Psychoanalysis is a pretty deep theory that has a lot to do with the conscious and subconscious, as well as the repetitive behaviors that result from the repressed. Asking what psychoanalysis has to do with literature is an equally deep question. One view on this question is that psychoanalysis allows us to look at characters and events more closely and supplies us with the “tools” necessary to explain something differently.
For example, in the (first?) Harry Potter movie, Harry is drawn to looking into the mirror of Erised to see his family. Without psychoanalysis, we could just say that he misses his parents. Psychoanalysis enables us to go a step further and say that he misses his parents and must cause himself discomfort by reenacting his loss of them out of some hidden need. I’m not exactly sure how much I believe everything Freud says, and it could all just be a bunch of fluff, but being able to psychoanalyze characters seems to add a layer to literature that wouldn’t otherwise be there.
Freud asks: “how is the compulsion to repeat – the manifestation of the power of the repressed related to the pleasure principle?” (434). Following this, he explains how in order to give in to the impulse of reliving the repressed, there is a sense of “unpleasure.” When it comes to the above example, Harry probably doesn’t get pleasure out of the inevitable pain caused by losing his parents again, but there’s something deeper at work.

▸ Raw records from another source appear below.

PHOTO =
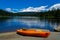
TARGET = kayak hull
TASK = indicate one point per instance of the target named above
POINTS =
(33, 33)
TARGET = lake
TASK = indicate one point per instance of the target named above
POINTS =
(14, 23)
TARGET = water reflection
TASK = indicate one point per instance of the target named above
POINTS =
(15, 23)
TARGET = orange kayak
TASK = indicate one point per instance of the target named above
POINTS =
(33, 32)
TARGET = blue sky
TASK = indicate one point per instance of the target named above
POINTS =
(20, 4)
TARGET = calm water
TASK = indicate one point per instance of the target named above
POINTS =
(15, 23)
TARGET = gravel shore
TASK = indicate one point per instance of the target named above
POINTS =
(14, 36)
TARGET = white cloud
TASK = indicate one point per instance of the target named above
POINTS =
(12, 10)
(55, 6)
(8, 9)
(32, 9)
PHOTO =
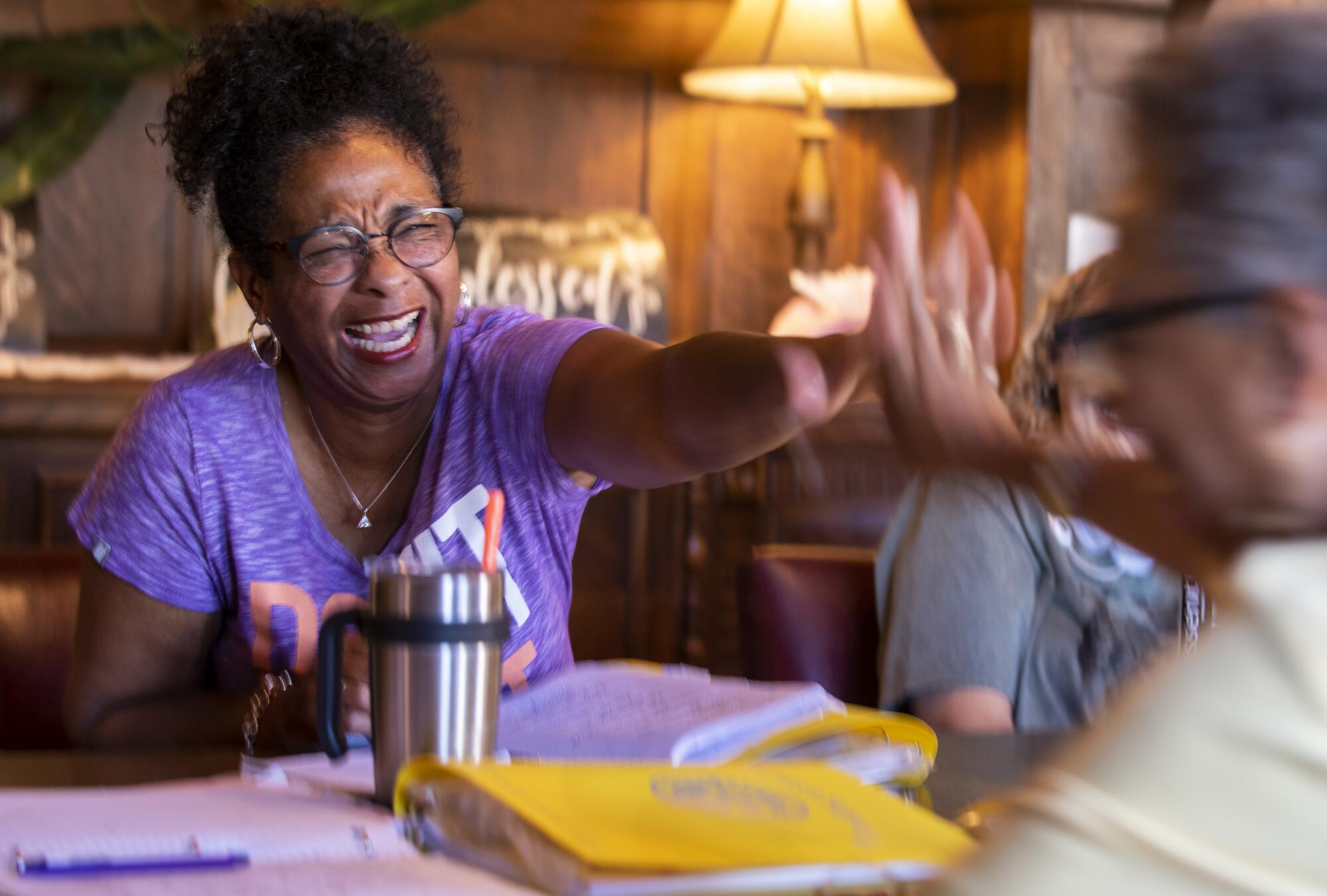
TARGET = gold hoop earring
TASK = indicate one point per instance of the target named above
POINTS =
(464, 305)
(277, 354)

In the end, psychoanalysis is just another tool for analyzing content within literature and is one means to an end. It gives us a new perspective or perspectives that we otherwise wouldn’t have. Hopefully, the Harry Potter example makes sense. I was struggling to come up with something and it came to me, so I thought I’d use it. I bet someone could psychoanalyze Voldemort quite a bit too, but nothing sticks out to me right away with the Oedipus complex or anything. Come on Freud! Help me out here!